Film Reviews
Jack and Jill
- Rating:

- Director: Denis Duggan.
- Starring: Adam Sandler, Al Pacino, Katie Holmes, Nick Swardson.
- Details: US / 91mins (PG).
Stumbling across a website that posted Ten Actors Who Don't Care About Movies, I found it bizarre that Adam Sandler was not included. Or maybe the former funnyman is such a joke now that to include him would be too obvious? Jack And Jill is the latest in a long series of really bad movies and is the worst he's made to date.

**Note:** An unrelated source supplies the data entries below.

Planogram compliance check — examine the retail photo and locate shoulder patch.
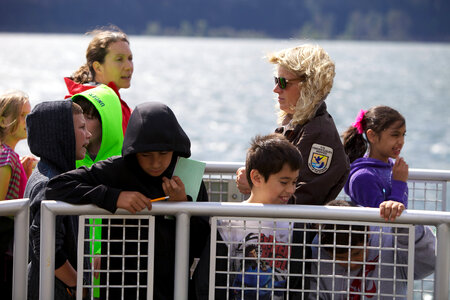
[308,144,333,174]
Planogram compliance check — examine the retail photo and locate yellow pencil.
[150,196,169,202]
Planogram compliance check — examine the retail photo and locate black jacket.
[24,100,89,299]
[275,102,350,205]
[47,102,209,299]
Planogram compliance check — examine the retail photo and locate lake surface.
[0,34,450,170]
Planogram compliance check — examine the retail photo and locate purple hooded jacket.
[344,157,408,208]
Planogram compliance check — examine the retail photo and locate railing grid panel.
[77,215,155,299]
[210,217,426,299]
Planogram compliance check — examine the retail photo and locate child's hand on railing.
[380,200,405,221]
[116,191,152,214]
[236,167,252,195]
[162,176,188,201]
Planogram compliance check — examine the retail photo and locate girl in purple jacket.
[343,106,408,207]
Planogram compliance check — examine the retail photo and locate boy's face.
[329,243,368,271]
[253,164,299,204]
[136,151,173,177]
[7,101,31,141]
[73,114,91,160]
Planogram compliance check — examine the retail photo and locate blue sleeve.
[349,172,386,208]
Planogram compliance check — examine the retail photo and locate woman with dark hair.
[64,26,133,134]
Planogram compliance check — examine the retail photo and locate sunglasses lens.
[275,77,286,89]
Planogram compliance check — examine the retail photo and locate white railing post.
[434,223,450,299]
[173,212,190,300]
[39,201,55,300]
[12,199,30,299]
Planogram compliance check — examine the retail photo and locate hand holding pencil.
[116,191,152,214]
[150,196,169,202]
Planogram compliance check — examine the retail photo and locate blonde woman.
[236,45,350,205]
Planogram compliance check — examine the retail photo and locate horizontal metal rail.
[40,201,450,299]
[205,161,450,181]
[0,199,30,300]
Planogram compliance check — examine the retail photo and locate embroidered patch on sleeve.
[308,144,333,174]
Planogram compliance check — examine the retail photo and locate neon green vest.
[72,84,123,168]
[72,84,123,297]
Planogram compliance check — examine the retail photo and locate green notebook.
[172,157,206,202]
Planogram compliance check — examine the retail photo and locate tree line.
[0,0,450,41]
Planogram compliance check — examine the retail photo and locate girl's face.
[136,151,173,177]
[94,41,133,89]
[367,121,406,162]
[7,101,31,142]
[84,114,102,155]
[273,66,300,114]
[73,114,92,160]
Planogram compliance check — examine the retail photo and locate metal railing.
[40,201,450,300]
[0,162,450,299]
[0,199,30,299]
[204,162,450,211]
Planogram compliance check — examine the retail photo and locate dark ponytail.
[71,63,94,84]
[71,25,130,84]
[342,126,369,163]
[342,105,405,163]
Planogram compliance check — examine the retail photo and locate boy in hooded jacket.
[46,102,209,299]
[24,100,91,300]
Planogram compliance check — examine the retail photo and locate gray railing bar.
[174,212,190,300]
[42,200,450,225]
[434,223,450,299]
[205,161,244,173]
[408,169,450,181]
[40,201,450,299]
[0,198,30,300]
[205,161,450,181]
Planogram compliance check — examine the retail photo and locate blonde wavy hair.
[0,90,29,141]
[267,44,335,125]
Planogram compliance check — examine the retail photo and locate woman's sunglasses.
[274,77,302,90]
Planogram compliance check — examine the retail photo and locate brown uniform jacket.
[275,102,350,205]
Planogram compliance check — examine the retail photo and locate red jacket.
[64,77,131,136]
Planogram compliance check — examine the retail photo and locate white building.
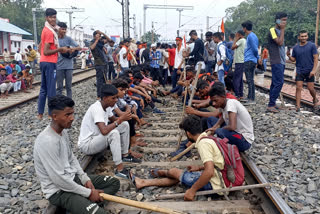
[0,18,33,54]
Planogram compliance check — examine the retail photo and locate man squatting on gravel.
[130,115,225,201]
[33,95,120,214]
[78,84,141,178]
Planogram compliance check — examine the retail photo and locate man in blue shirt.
[287,30,319,112]
[150,44,162,84]
[57,22,81,98]
[3,62,12,75]
[267,12,288,113]
[241,21,259,105]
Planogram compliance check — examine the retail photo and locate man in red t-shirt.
[38,8,69,119]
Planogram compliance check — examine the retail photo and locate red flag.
[220,19,224,33]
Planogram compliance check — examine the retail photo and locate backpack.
[218,43,233,72]
[201,136,244,187]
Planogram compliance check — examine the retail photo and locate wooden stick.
[175,63,202,150]
[129,51,138,65]
[100,193,183,214]
[170,143,196,161]
[156,183,271,200]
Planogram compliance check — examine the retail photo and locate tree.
[225,0,317,46]
[141,31,160,43]
[0,0,45,41]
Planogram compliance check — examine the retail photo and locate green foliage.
[141,31,160,43]
[225,0,317,46]
[0,0,45,41]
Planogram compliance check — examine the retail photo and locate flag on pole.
[220,18,224,33]
[183,35,187,48]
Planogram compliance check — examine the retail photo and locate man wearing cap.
[119,39,131,72]
[171,37,185,88]
[38,8,69,120]
[150,44,162,83]
[184,30,205,70]
[90,30,111,98]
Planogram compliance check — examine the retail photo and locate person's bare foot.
[131,175,144,190]
[37,114,43,120]
[130,151,143,158]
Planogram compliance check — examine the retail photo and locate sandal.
[129,172,138,190]
[149,168,161,178]
[267,107,279,113]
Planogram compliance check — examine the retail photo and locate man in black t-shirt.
[183,30,205,70]
[287,30,320,112]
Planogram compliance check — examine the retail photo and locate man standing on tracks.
[184,30,206,70]
[57,22,81,98]
[90,30,111,99]
[241,21,259,105]
[287,30,319,112]
[204,31,217,74]
[267,12,288,113]
[231,30,247,100]
[38,8,69,120]
[33,95,120,214]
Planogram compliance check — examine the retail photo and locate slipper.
[136,133,144,137]
[149,168,160,178]
[267,107,279,113]
[129,172,138,190]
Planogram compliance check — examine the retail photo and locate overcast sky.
[43,0,243,39]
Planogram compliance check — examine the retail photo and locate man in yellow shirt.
[26,45,37,73]
[130,115,225,201]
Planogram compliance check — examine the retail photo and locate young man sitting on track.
[33,95,120,214]
[78,84,141,178]
[208,83,254,152]
[130,115,225,201]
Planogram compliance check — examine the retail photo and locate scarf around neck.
[44,21,60,48]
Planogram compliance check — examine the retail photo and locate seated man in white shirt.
[78,84,141,178]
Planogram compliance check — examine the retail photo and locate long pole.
[156,183,271,200]
[100,193,183,214]
[32,8,38,49]
[314,0,320,46]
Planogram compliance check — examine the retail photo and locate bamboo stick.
[156,183,271,200]
[175,63,202,151]
[100,193,183,214]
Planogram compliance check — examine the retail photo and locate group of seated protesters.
[0,61,34,98]
[34,63,254,213]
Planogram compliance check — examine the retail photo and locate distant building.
[0,18,34,54]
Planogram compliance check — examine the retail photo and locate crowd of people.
[0,8,318,213]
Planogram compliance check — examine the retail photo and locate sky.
[42,0,243,40]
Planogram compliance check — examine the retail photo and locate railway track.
[0,68,96,112]
[45,98,293,214]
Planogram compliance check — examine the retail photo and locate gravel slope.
[0,79,320,213]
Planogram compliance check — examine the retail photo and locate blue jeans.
[262,59,268,71]
[233,63,243,98]
[206,61,214,74]
[268,64,285,107]
[95,65,108,97]
[207,117,251,152]
[244,61,257,100]
[38,62,57,115]
[161,68,168,87]
[57,69,73,99]
[171,68,180,88]
[218,70,225,85]
[180,171,212,191]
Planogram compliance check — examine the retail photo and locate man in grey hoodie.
[33,95,120,214]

Jack (Sandler) is an ad exec working hard to land Al Pacino (playing himself) for his latest ad campaign and the last thing he needs is his boorish, shrill, and what looks like mentally challenged, twin sister Jill (Sandler) staying for a few days. But when Pacino falls for Jill, Jack goes about setting them up on a date in the hope that he'll star in his ad campaign… but Jill doesn't fancy Al.

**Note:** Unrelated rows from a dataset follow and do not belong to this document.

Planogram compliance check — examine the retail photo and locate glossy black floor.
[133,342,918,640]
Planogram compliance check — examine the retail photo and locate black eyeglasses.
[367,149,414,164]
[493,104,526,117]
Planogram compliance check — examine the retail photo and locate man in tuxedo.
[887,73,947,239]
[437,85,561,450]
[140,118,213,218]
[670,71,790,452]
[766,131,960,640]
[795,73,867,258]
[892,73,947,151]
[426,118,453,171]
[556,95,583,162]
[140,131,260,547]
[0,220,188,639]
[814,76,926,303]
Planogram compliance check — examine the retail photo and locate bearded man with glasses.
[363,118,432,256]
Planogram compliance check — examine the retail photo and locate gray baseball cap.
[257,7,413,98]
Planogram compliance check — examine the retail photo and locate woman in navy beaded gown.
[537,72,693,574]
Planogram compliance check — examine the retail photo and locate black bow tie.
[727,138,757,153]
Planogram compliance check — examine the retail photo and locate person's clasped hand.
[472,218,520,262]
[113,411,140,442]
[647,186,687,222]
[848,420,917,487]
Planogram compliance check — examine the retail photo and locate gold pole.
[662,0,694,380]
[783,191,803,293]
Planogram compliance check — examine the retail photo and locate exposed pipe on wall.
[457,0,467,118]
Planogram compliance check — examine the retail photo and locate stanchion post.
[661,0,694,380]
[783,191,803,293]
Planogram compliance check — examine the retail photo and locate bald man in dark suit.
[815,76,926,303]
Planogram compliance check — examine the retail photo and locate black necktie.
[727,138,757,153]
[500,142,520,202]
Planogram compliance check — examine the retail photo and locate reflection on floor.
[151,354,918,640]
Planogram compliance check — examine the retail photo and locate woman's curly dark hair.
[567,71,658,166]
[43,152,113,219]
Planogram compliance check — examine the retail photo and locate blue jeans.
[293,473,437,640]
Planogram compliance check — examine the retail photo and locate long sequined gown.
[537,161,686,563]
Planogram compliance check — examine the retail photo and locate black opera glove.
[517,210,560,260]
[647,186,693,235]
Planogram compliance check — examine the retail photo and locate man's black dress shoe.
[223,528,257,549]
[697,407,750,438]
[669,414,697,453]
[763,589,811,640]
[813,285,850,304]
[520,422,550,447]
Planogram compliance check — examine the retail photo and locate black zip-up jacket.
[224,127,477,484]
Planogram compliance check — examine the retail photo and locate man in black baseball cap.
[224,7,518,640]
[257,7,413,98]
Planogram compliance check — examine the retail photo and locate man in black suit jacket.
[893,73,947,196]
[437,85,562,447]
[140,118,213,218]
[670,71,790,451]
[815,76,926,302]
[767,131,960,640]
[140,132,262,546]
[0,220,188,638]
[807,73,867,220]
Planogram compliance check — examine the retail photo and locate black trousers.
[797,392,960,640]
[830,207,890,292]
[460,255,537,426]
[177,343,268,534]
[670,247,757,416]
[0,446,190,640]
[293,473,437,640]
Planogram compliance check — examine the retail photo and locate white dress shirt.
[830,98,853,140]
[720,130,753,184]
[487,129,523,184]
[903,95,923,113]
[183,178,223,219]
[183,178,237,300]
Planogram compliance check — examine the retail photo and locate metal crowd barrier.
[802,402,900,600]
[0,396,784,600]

In a review stateside, a critic noted that Jack And Jill was so bad he thought it was Sandler's subversive attack on the state of contemporary comedy - a post-modern joke, if you will. There is evidence to support this: there is a running joke that the great Pacino would never lower himself to star in a Dunkin' Donut ad - but he lowered himself to star in this, see? - and when the actor riffs on a speech from Godfather Part II, there is a groan from the audience: Oh no, he's doing the Godfather now! One of Pacino's last lines is, 'Burn this - this must never be seen.' Hmm.
Another running joke depicts Mexicans as nothing but border jumpers and jalapeño eaters and that Mexican food gives you the runs (yes, there are poo jokes); these are so blatantly racist that maybe Sandler is showing that racism is idiotic by being as idiotically racist as he can get. It really is the only possibility. So maybe the Jack And Jill/Post Modern Joke theory holds water.
It's not only sloppy, lazy writing, it's bad directing too: one scene sees Jack's gardener Felipé (Eugenio Darbez, who also appears as his own grandmother) standing in a doorway and one moment and holding a big bottle of water the next; later, during a skip-rope scene, people are there and then suddenly not. Competent story-telling and direction are no longer needed, folks.
There are a few positives to take from this: it's short, Kevin James isn't in it and it'll be another year before Sandler graces our screens again. It's time we lumped Sandler in with the Epic Movie/Meet The Spartans boys as the worst thing to happen to comedy.